Legalmente, o motivo não é um requisito para uma acusação
criminal. Ainda assim, entender o que motiva um
assassino em massa pode ajudar a prevenir futuros ataques e pode satisfazer a
curiosidade natural do ser humano.
A falta de resposta, quer de Kohberger quer dos
investigadores, ensombrou a confissão de culpa e a sentença, deixando toda a
gente às escuras, exceto o próprio homicida. Perante este motivo pouco claro,
as pessoas próximas do caso reagiram exprimindo raiva contra Kohberger,
tentando negociar com ele, ou enfrentando a probabilidade de nunca saberem
porquê.
“Mesmo que conseguíssemos obter informações verdadeiras
sobre o motivo, suspeito que isso não iria, de forma alguma, saciar a sede de
compreender o motivo em primeira instância”, afirmou o juiz Steven Hippler em
tribunal. "Porque não há nenhuma razão para
estes crimes que se possa aproximar de algo semelhante à racionalidade.

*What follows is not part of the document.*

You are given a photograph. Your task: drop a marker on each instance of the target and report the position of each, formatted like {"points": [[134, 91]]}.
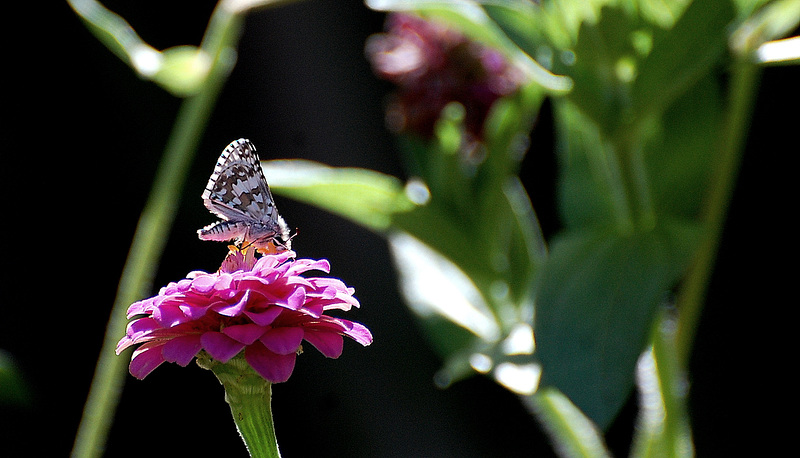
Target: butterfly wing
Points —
{"points": [[238, 193]]}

Nenhuma razão concebível poderia fazer qualquer sentido".
As vítimas e as famílias perguntam a Kohberger: Porquê?
Kohberger foi detido pela primeira vez em dezembro de 2022
em ligação com os assassínios, tendo sido apresentada uma declaração de
inocência em seu nome. Após mais de dois anos de
audiências e decisões antes do julgamento, concordou em declarar-se culpado das
acusações de roubo e homicídio em primeiro grau em troca de uma pena de prisão
perpétua, evitando assim a pena de morte.
No entanto, o acordo de confissão não exigia que Kohberger
revelasse quaisquer pormenores sobre os homicídios ou explicasse as suas ações
- uma decisão que dividiu as famílias das vítimas.

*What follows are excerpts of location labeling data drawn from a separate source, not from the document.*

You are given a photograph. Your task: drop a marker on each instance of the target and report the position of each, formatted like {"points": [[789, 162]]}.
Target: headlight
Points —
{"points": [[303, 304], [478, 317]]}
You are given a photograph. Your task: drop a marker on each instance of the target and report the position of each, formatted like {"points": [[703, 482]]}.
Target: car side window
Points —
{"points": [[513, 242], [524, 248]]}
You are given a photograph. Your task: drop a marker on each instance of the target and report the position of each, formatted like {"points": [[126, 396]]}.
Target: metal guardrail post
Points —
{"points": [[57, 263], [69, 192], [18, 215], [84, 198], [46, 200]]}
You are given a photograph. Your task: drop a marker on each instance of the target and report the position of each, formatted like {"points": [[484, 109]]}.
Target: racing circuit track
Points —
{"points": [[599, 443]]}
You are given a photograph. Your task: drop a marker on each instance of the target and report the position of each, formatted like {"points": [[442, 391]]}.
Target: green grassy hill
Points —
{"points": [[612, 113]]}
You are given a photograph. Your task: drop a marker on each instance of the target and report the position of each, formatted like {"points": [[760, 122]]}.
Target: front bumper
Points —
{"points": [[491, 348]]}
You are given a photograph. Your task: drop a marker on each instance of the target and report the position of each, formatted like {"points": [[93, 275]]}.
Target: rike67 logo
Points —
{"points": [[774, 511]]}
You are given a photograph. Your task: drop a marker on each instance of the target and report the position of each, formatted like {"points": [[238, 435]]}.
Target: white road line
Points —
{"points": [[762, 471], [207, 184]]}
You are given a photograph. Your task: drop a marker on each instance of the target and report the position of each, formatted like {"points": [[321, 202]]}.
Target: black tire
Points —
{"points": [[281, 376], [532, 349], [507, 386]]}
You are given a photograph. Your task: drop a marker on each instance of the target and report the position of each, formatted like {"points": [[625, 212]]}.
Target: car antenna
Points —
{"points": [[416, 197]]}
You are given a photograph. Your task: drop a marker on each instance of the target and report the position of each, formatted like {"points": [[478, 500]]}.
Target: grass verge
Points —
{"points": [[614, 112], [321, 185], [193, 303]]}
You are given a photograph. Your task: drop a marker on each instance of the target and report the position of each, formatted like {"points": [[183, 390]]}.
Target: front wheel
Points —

Na audiência da sentença, as vítimas e as famílias
expressaram repetidamente a sua frustração por não obterem respostas às suas
perguntas.
A irmã de Kaylee Goncalves, Alivea, criticou os motivos de
Kohberger como “superficiais” e enumerou cerca de duas dúzias de perguntas “que
ecoam violentamente na minha cabeça, tão alto que não consigo pensar direito,
quase todos os dias”.
"Como era a tua vida
antes de matares as minhas irmãs? Preparaste-te para o crime antes de saíres do
teu apartamento? Por favor, conte-me em pormenor o que estava a pensar e a
sentir nessa altura", afirmou.
“Porque escolheu as minhas irmãs?”, perguntou, referindo-se a Kaylee e à sua melhor amiga, Madison Mogen.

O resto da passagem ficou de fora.